Customers faced problems logging into the Barclays mobile banking app for three hours today – for the third time in just 15 days.
Some people were experiencing slow responses as they tried to log in this morning, with those affected reporting problems from about 8am until 11am.
It comes after customers of Barclays, TSB and HSBC were furious at being locked out of their accounts last Friday on what was payday for many in Britain.
Banks continue to face problems upgrading their IT systems with the intention of improving security, as they move from ‘legacy’ systems to newer software.
IT glitches are causing regular chaos, with online customers of RBS, NatWest and Ulster Bank also being locked out for five hours a fortnight ago – again, on a Friday.
The high street giants, who are part of the same banking group, were forced to apologise for the systems failure that locked out millions of customers.
That came one day after some Barclays customers were again left struggling to log in to their accounts when the bank’s online, mobile and telephone systems crashed.
Today also happens to be the deadline, set in July by the Bank of England and the Financial Conduct Authority, for British lenders to explain how they can avoid damaging IT breakdowns and respond to the growing threat of cyber attacks.
The banking problems also follow TSB’s huge IT meltdown earlier this year, after a botched IT switch saw millions of customers locked out of accounts.
A Barclays spokesman said at about 11.30am today: ‘We apologise to the small number of customers that experienced delays logging into their Barclays Mobile Banking app this morning.
‘The issue has now been resolved and customers can login as normal.’
Earlier, a post on the Barclays status update page said: ‘We’re sorry if you’re having trouble logging in to our Mobile Banking app – we’re working to fix this.’
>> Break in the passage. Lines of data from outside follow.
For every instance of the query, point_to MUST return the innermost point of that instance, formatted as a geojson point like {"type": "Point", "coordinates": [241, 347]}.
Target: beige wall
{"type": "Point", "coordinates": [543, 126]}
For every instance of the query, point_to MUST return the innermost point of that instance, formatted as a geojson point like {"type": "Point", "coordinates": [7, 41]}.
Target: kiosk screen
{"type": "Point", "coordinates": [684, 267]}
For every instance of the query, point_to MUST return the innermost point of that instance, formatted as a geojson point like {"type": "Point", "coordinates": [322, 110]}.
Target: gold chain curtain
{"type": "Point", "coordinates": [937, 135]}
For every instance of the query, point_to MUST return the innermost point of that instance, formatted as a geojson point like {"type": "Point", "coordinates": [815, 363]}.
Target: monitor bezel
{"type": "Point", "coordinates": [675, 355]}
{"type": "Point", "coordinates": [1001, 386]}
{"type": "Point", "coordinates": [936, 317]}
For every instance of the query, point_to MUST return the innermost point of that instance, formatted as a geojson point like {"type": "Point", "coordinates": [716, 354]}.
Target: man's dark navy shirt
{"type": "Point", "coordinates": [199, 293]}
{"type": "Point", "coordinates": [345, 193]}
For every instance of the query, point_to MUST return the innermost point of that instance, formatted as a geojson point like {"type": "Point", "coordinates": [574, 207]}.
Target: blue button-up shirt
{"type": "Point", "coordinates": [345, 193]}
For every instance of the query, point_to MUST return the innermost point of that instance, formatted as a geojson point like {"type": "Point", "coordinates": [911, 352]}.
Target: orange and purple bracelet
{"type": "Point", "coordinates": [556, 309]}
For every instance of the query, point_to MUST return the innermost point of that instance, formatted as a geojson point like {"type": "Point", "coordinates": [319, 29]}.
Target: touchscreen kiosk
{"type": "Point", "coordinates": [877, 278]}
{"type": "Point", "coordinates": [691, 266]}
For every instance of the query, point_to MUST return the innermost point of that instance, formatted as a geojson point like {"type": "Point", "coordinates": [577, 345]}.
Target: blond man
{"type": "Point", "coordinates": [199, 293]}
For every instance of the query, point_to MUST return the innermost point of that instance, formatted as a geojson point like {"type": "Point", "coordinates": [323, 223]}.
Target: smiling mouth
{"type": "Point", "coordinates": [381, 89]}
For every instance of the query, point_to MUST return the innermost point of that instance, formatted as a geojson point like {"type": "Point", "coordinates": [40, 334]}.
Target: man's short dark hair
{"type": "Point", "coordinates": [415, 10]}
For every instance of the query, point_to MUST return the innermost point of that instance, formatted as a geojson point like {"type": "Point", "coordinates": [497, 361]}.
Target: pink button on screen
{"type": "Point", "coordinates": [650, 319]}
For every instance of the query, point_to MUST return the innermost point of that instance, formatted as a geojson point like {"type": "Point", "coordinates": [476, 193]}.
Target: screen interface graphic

It comes ahead of a planned maintenance outage on Barclays online banking and international payments from 11.45pm next Monday until 6am on Tuesday.
Andrew Buller from Consumer Intelligence said last Friday: ‘The introduction of Open Banking, increase in fintech (financial technology) players and the demand in mobile applications has left the major banks possibly ‘rushing’ to catch-up.
‘In doing so they may not have the most stringent testing environments in place to handle the consumer’s demands.
‘With antiquated systems often sitting behind new and emerging digital services, the need for more robust testing, particular live proofing has never been more relevant’.